Quando eu cheguei no ano do vestibular, ser atriz já era um sonho do passado, tudo que era proveniente da minha imagem tinha deixado de ser uma opção. Eu era só mais uma das milhares de adolescentes com conflitos de autoimagem e baixa autoestima, assim sendo, qualquer coisa que envolvesse ganhar dinheiro “sendo bonita e aparecendo” estava fora de questão. Eu precisava usar da minha inteligência, mas que tipo de inteligência? A ainda não diagnosticada dislexia era um empecilho que eu não sabia nomear. Mesmo sendo curiosa, interessada e uma pessoa que genuinamente gostava de prestar atenção nas aulas, hoje acho que eu fui só mais uma criança desestimulada pelas baixas notas em línguas de uma forma geral.

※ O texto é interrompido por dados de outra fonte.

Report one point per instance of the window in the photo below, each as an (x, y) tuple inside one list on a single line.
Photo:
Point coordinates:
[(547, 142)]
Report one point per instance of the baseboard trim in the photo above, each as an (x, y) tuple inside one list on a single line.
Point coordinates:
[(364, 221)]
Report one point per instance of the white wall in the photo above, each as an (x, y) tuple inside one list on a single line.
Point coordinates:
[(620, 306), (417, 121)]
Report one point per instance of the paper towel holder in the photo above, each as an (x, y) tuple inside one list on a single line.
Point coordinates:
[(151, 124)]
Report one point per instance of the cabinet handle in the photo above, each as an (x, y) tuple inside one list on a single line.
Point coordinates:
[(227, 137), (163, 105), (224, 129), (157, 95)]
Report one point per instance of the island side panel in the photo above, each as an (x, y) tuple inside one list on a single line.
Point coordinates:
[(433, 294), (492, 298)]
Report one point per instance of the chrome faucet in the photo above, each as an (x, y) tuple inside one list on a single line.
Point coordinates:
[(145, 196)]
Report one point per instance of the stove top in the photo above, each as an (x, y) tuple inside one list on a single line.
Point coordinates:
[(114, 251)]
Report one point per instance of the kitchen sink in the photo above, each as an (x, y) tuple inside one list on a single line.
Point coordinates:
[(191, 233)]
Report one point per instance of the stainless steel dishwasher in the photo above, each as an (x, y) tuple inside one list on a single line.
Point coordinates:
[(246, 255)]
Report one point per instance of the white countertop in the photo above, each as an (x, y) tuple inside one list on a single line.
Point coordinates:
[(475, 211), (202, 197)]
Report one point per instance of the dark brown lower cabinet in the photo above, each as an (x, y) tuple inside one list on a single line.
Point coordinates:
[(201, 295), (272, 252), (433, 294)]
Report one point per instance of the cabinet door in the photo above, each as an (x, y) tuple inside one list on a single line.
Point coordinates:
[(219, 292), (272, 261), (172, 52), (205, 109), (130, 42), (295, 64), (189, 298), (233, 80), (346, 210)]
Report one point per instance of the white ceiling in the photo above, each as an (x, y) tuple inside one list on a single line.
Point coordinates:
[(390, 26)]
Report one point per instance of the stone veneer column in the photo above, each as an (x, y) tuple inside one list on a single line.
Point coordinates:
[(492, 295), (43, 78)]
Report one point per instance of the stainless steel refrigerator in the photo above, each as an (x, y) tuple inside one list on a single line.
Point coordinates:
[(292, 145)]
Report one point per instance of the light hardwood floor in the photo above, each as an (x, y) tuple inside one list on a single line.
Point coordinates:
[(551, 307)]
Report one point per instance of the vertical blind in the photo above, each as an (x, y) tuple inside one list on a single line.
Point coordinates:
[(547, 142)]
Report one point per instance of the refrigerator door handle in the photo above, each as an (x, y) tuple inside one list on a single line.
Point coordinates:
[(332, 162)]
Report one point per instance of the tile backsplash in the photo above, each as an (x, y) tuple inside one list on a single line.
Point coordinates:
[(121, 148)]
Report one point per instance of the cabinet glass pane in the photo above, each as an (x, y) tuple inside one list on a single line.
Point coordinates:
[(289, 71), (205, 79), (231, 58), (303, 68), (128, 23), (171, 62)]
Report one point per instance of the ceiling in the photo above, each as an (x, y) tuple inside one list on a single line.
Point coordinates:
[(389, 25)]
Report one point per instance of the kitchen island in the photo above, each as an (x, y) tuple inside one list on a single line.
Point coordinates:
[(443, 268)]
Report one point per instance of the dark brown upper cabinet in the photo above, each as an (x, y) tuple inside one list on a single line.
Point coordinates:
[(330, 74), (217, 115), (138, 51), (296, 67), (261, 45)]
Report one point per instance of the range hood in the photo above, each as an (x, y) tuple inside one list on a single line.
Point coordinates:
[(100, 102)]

Não importava o quanto eu tinha de dom pra comunicação, marketing e relações públicas. Uma menina com notas tão baixas em português e redação não teria a menor chance, ainda mais lendo tão devagar. Foi nesse contexto que eu me vi fazendo uni-duni-tê e prestando um vestibular para cada faculdade: Veterinária na UFF, Oceanografia na UERJ, História na UniRio, Design/Comunicação Visual na PUC, moda na Estácio e Comunicação Social na UFRJ, a última era minha tentativa mais ousada.

Não passei nem perto na UFF, UERJ e UniRio. No entanto fui a última a entrar na lista do ENEM e em novembro eu vivi o milagre de saber que na PUC eu estaria matriculada para uma excelente faculdade de Design, o que não mudou o fato de que eu continuei tentando até o último segundo entrar na UFRJ (sem sucesso, por 0,3).

O mais curioso é que eu sabia quase nada sobre design. Havia me interessado sobre o assunto no Japão no início do ano antes do vestibular, e eu escolhi meio que na sorte entre comunicação visual e design de produto. Por incrível que pareça, foi a palavra comunicação que me seduziu e me fez escolher esse caminho, e que bom eu fiz isso. Foi quase uma roleta russa, eu era muito nova, estava com muitos problemas e não tinha estrutura para saber o que eu queria.

Nessa época não me lembrei dos tempos de brincadeira de âncora de tv, de atriz de novela, de mochileira do programa da MTV ou da revista/jornal que eu e a minha amiga Constança fizemos na infância. Eu havia esquecido do sonho de comunicar, da vontade de escrever.

Por isso, acho que ninguém poderia imaginar que aquela garota que foi fazer design sem a mínima noção do que aquilo significava, iria ouvir de pessoas bacanas que ela deveria escrever um livro. Nunca em tempo algum eu poderia sonhar que viajaria para contar sobre minhas experiências e que meu ganha pão seriam as palavras.

A verdade é que por mais que eu tenha tentado tudo diferente, terminei no lugar onde queria começar: me comunicando e gerando conteúdo. Olhando em retrospecto, vejo que eu me transformei em um pouco de tudo que a Joana da infância queria ser, e ela não poderia estar mais feliz com isso.